According to Monsees, the clients are very happy with the new way of working. “When everybody was in silos, you could not approach the other capabilities that sit in another brand. For example, Wunderman Thomson would say we can do everything because they were running their own P&L. And then they sometimes missed out because they could not deliver. They should have passed it on to AKQA or to Group M or to a PR brand or to whomever,” he explains.
The answer of course came down to money. Monsees changed the incentive scheme so now brand managers are remunerated half on their own P&L and half for cross sell or up-selling to another brand within the company.
“I know that my predecessors we’re talking about collaboration, putting the client in the middle, but that doesn’t mean anything if you still only incentivise leaders on a single brand. Because then why? Why should I do it? What’s in it for me? That’ the first question every employee asks,” he says.
Without a doubt, Monsees has age on his side when it comes to having WPP AUNZ quickly adapt to change. The average age within the business is 28 years old.

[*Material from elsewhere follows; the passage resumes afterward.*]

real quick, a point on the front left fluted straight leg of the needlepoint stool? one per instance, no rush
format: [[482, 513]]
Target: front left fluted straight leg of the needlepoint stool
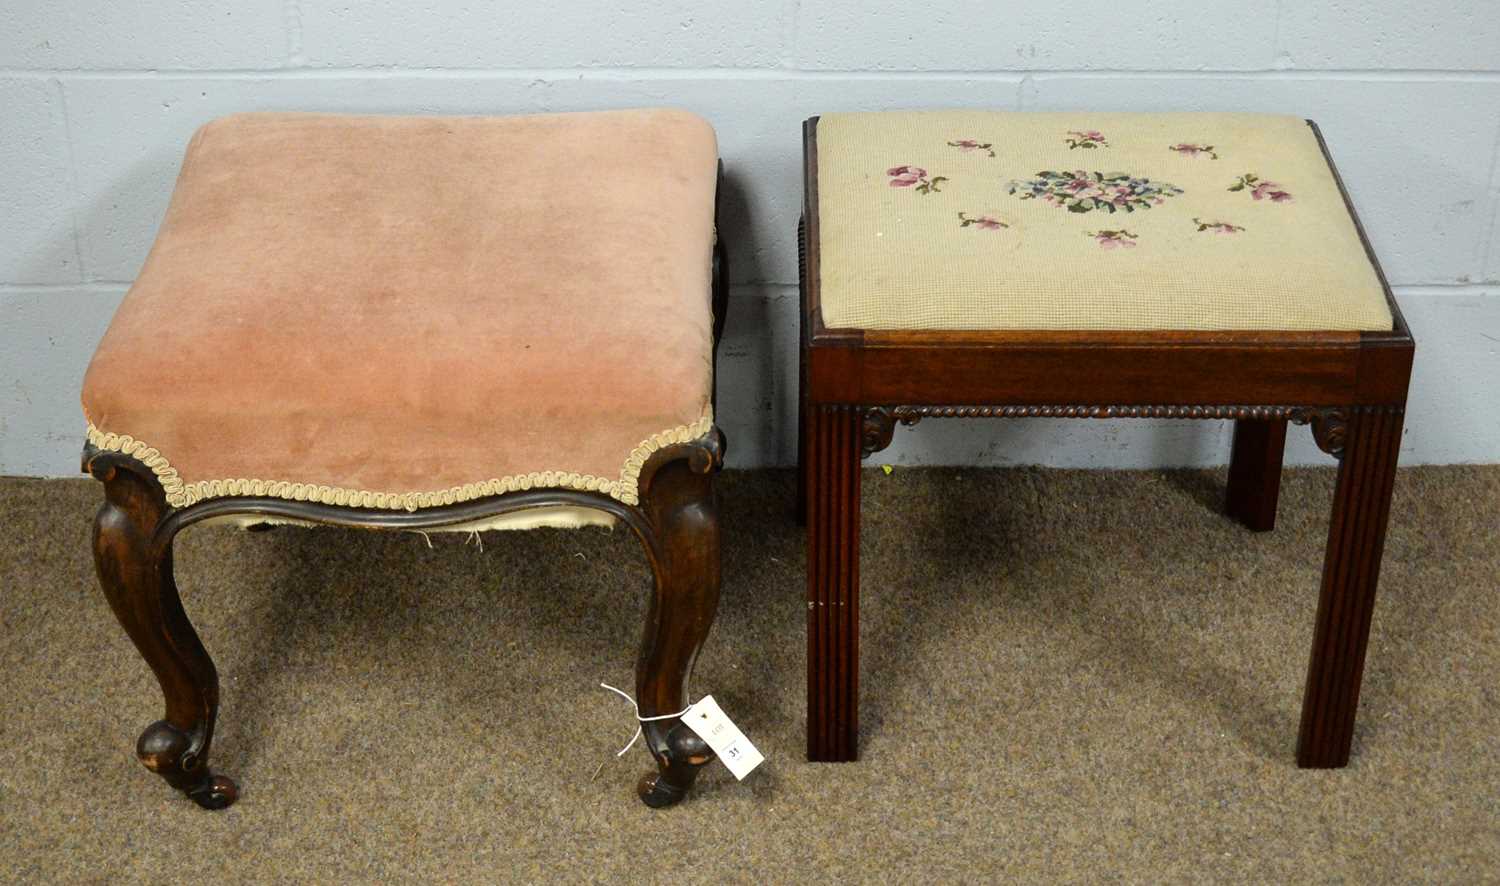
[[833, 447]]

“They are highly adaptive, and very much hungry and curious and open to change. And our, our current employee engagement survey showed that pattern. But we also have to think about our, our senior management and our leaders. Obviously, they have to adapt and change as well. They have to learn the new skills of tech or digital, even if they are very successful in their career.
“We have to respect what they did in the past and what they were be able to achieve. And now we have to support them of mastering and learnings and new skills. The way of you collaborate in a connected and globally, um, uh, integrated world changing means giving up habits, um, questioning the status quo, being critical of the things that you did in the past. Sometimes it takes a lot of effort, and sometimes people cannot adapt to a new requirement, a new external factor, a new dynamic challenge.
“At the end of the day, it’s always the people who decide what they can take on and what they cannot take on in terms of taking a new approach to a new dynamic market situation.
“The most important factor is that you build a culture of trust and also have patience with people. There’s an expression in German that says: who wants finds ways and who doesn’t want finds reasons.”